Ciascun Revisore effettivo è singolarmente investito dell'attività di controllo della contabilità e della regolarità formale degli atti amministrativi.
Il Presidente deve convocare il Collegio almeno ogni novanta giorni per un controllo congiunto degli atti amministrativi e dei documenti contabili, fatta salva la facoltà di ciascun membro di esercitare singolarmente in ogni momento tale controllo.
Il Collegio, inoltre, effettua il controllo del conto consuntivo, predisposto dal Tesoriere ed approvato dal Consiglio Direttivo Provinciale, prima della sua presentazione all'Assemblea, alla quale espone la propria relazione.
Di ogni verifica collegiale deve essere redatto un verbale.
Art. 8
COLLEGIO DEI PROBIVIRI
Per le vertenze che sorgono tra soci persone fisiche e/o persone giuridiche del territorio provinciale, sarà appellato il Collegio Regionale del Probiviri.
ART. 9
NORME AMMINISTRATIVE E FINANZIARIE
L’Avis Provinciale di Bergamo deve tenere le scritture contabili ed i libri sociali di cui alle disposizioni vigenti in materia di Associazioni di volontariato.
Tutte le operazioni relative all’amministrazione dell’Associazione devono essere disposte dal Tesoriere e supportate da idonea documentazione.
I rapporti di conto corrente e di deposito di danaro, bancari o postali, e le relative movimentazioni, sono disposti con firma congiunta dal Presidente e dal Tesoriere o, in caso di impedimento/urgenza, da eventuali delegati componenti il Comitato Esecutivo quali il Vice Presidente Vicario e il Segretario; con firma disgiunta dei componenti il Comitato Esecutivo in ordine alle operazioni di versamento.

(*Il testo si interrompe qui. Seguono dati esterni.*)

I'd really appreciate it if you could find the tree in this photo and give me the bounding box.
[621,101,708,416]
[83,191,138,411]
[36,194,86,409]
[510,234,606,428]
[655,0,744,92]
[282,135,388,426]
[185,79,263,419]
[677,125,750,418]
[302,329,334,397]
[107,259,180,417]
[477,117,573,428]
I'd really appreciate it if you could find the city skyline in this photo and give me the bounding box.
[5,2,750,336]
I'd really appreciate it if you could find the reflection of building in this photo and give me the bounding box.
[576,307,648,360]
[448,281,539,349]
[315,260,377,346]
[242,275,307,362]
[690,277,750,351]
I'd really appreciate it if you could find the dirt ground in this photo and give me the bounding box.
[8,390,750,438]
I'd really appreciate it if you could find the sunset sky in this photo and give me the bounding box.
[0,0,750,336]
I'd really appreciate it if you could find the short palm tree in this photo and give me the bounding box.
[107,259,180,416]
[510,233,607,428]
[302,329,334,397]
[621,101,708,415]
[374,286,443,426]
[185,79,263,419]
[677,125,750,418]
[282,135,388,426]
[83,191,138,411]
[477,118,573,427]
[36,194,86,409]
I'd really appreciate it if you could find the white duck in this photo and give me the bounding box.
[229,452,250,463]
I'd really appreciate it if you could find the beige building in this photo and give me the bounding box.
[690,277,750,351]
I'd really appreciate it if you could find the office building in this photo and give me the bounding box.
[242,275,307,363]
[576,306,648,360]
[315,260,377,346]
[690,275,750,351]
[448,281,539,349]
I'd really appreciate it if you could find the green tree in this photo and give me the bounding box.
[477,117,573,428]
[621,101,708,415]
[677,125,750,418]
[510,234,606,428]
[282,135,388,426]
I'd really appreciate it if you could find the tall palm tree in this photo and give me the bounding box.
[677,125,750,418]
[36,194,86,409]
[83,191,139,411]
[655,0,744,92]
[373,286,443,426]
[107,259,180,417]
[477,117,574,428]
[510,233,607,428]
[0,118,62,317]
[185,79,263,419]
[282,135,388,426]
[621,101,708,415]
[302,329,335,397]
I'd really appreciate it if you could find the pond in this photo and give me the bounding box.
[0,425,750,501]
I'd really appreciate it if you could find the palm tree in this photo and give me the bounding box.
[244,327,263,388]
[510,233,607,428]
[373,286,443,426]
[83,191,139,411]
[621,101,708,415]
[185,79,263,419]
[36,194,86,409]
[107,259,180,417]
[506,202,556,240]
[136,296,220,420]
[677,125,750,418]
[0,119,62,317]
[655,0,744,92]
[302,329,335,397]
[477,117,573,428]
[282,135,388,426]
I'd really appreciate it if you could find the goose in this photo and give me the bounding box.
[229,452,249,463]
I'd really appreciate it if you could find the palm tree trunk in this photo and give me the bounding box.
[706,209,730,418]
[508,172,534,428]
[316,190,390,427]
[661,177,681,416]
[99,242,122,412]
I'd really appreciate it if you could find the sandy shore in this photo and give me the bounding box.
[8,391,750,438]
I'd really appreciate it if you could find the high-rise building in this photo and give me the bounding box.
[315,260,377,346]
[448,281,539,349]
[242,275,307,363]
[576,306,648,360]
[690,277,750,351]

Al fine di garantire il rispetto dei principi di trasparenza e di corretta gestione amministrativa, il Tesoriere è tenuto a fornire al socio, che ne formuli motivata richiesta scritta, gli elementi conoscitivi in ordine alla gestione stessa.
ART. 10 CARICHE
L’accettazione della carica da parte dei componenti del Consiglio Direttivo Provinciale, del Comitato Esecutivo, del Collegio dei Revisori dei Conti deve risultare da apposito verbale dell’organo di cui sono componenti.
Ogni carica sociale è incompatibile in presenza di rapporti di parentela o di affinità fino al terzo grado, di affari, di lavoro, nonché di ogni altra condizione che possa configurare contrasto con gli interessi e le finalità dell’Associazione.

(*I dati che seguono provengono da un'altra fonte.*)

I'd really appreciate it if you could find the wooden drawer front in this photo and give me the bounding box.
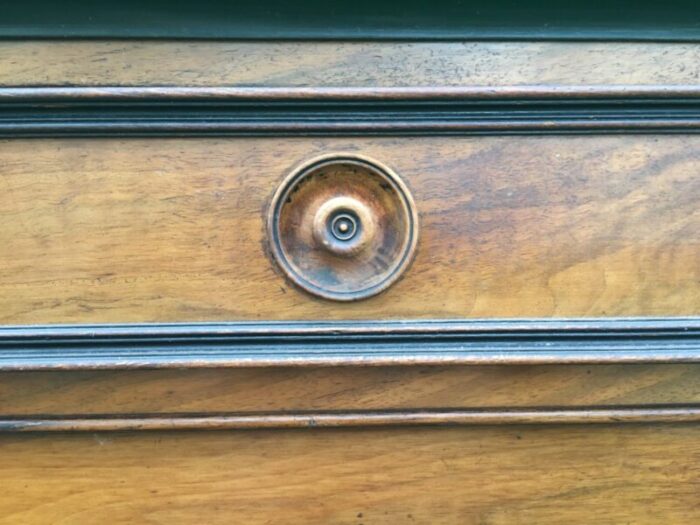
[0,425,700,524]
[0,135,700,324]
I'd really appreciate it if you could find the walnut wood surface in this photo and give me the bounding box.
[0,41,700,87]
[0,365,700,418]
[0,135,700,324]
[0,425,700,525]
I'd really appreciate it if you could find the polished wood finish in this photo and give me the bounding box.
[0,135,700,324]
[0,425,700,524]
[0,41,700,87]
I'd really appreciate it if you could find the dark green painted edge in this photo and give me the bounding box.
[0,0,700,41]
[0,317,700,371]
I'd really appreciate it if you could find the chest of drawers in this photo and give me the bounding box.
[0,2,700,524]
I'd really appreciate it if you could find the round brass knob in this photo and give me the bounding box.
[268,154,418,301]
[313,197,376,256]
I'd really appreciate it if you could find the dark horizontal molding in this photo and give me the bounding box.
[0,406,700,433]
[6,86,700,138]
[0,317,700,371]
[0,0,700,41]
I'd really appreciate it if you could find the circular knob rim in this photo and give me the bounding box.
[267,153,418,302]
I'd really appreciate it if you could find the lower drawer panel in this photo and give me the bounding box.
[0,425,700,524]
[0,135,700,324]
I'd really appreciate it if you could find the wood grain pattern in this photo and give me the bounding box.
[0,41,700,87]
[0,425,700,525]
[0,365,700,417]
[0,135,700,324]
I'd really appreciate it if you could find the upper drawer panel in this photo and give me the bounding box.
[0,41,700,88]
[0,135,700,324]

Ai sensi e per gli effetti dell’art. 22, comma 2 del Regolamento Nazionale, nell’Avis Provinciale di Bergamo è inammissibile detenere contemporaneamente, ossia nel corso di un medesimo mandato, più cariche in organi del medesimo livello.
ART. 11
NORMA DI RINVIO
Per tutto quanto concerne – rispettivamente – i soci, i doveri dei soci, il logo e i segni distintivi dell’Associazione, le benemerenze associative, gli organi, la costituzione e l’adesione delle associazioni locali si rinvia esclusivamente agli artt. 2, 3, 4, 7 e 8 del Regolamento Nazionale, approvato dall’Assemblea Generale degli Associati dell’AVIS Nazionale il 16 maggio 2004, che si applicano integralmente.

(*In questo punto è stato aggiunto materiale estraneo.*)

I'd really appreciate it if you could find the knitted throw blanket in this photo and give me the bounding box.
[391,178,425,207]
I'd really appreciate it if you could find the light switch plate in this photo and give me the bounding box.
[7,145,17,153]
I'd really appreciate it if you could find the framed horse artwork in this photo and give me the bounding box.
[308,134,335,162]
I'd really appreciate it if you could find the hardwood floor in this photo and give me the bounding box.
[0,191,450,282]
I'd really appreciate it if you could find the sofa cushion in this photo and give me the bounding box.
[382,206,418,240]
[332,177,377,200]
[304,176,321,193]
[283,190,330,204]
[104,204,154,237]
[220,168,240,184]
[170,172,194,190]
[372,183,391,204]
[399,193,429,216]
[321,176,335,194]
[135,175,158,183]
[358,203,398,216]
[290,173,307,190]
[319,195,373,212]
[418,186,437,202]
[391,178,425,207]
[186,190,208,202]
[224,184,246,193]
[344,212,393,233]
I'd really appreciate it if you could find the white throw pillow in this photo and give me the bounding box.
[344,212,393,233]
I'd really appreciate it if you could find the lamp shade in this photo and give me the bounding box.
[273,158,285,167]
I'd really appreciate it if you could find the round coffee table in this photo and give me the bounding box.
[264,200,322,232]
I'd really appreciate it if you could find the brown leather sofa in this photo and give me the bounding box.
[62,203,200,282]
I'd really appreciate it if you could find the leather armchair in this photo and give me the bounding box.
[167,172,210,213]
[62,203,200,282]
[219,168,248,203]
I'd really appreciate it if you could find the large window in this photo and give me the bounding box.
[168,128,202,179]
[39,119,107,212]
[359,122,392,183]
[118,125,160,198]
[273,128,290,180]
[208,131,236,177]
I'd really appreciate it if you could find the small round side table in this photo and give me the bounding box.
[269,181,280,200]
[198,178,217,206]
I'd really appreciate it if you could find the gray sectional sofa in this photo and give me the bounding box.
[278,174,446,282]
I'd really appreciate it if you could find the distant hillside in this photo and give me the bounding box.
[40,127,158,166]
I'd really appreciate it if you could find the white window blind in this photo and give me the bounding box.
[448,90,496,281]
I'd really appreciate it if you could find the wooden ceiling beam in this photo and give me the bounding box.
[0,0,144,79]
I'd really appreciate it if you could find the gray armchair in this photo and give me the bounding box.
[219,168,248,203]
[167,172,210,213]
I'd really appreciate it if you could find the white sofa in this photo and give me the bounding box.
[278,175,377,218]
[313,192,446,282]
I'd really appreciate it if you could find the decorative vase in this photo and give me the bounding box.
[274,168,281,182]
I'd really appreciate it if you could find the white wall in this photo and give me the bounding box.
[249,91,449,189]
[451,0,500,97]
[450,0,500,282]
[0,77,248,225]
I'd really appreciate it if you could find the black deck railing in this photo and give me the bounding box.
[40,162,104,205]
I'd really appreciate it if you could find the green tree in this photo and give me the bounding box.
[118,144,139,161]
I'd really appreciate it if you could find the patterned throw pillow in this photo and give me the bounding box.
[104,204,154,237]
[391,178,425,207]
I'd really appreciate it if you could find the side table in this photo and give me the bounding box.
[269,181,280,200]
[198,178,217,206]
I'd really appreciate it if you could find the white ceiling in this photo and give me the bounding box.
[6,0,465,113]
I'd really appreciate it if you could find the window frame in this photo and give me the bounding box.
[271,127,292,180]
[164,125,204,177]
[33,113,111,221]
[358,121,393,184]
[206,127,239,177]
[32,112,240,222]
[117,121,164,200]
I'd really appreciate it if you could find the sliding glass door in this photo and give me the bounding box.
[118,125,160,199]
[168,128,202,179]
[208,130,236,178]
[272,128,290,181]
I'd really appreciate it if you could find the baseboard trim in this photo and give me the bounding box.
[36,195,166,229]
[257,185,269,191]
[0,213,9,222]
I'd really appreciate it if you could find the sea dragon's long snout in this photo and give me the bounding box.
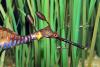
[36,12,88,49]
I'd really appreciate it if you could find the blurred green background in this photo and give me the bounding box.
[0,0,100,67]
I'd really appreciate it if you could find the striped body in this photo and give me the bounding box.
[0,26,42,49]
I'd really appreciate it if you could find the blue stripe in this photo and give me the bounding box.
[3,43,7,49]
[13,40,16,46]
[0,44,2,48]
[17,40,20,44]
[8,40,12,48]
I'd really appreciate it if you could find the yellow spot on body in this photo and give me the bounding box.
[36,32,42,40]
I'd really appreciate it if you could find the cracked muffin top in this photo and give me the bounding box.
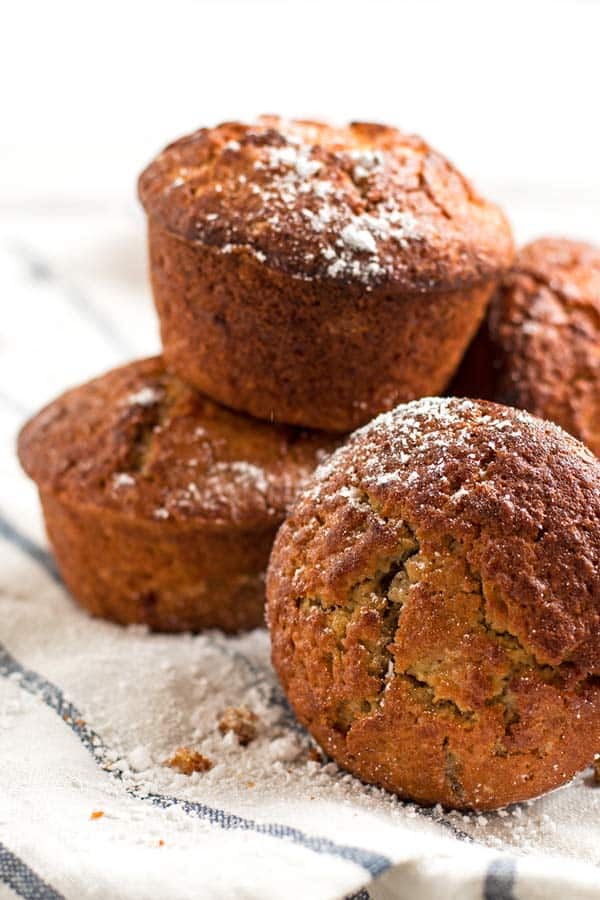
[18,357,339,527]
[489,238,600,455]
[139,116,513,291]
[267,398,600,809]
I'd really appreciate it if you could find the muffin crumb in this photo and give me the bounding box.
[219,706,258,747]
[167,747,213,775]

Allo stesso modo, le modalità di esercizio del voto, le elezioni per il rinnovo delle cariche sociali nonché ogni procedura connessa alle elezioni stesse sono disciplinate – oltre che dalle norme statutarie vigenti – esclusivamente dalle disposizioni di cui agli artt. 19-30 della Sezione Integrativa del Regolamento Nazionale, approvata dal Consiglio Nazionale dell’AVIS nella seduta dell’11 dicembre 2004, in attuazione del disposto di cui all’art. 19 del Regolamento medesimo, approvato dall’Assemblea Generale degli Associati il 16 maggio 2004.
E’ nulla pertanto – e, quindi, automaticamente non applicabile – ogni disposizione regolamentare in contrasto con le norme dello Statuto e del Regolamento Nazionale, nonché del vigente Statuto dell’Avis Provinciale di Bergamo.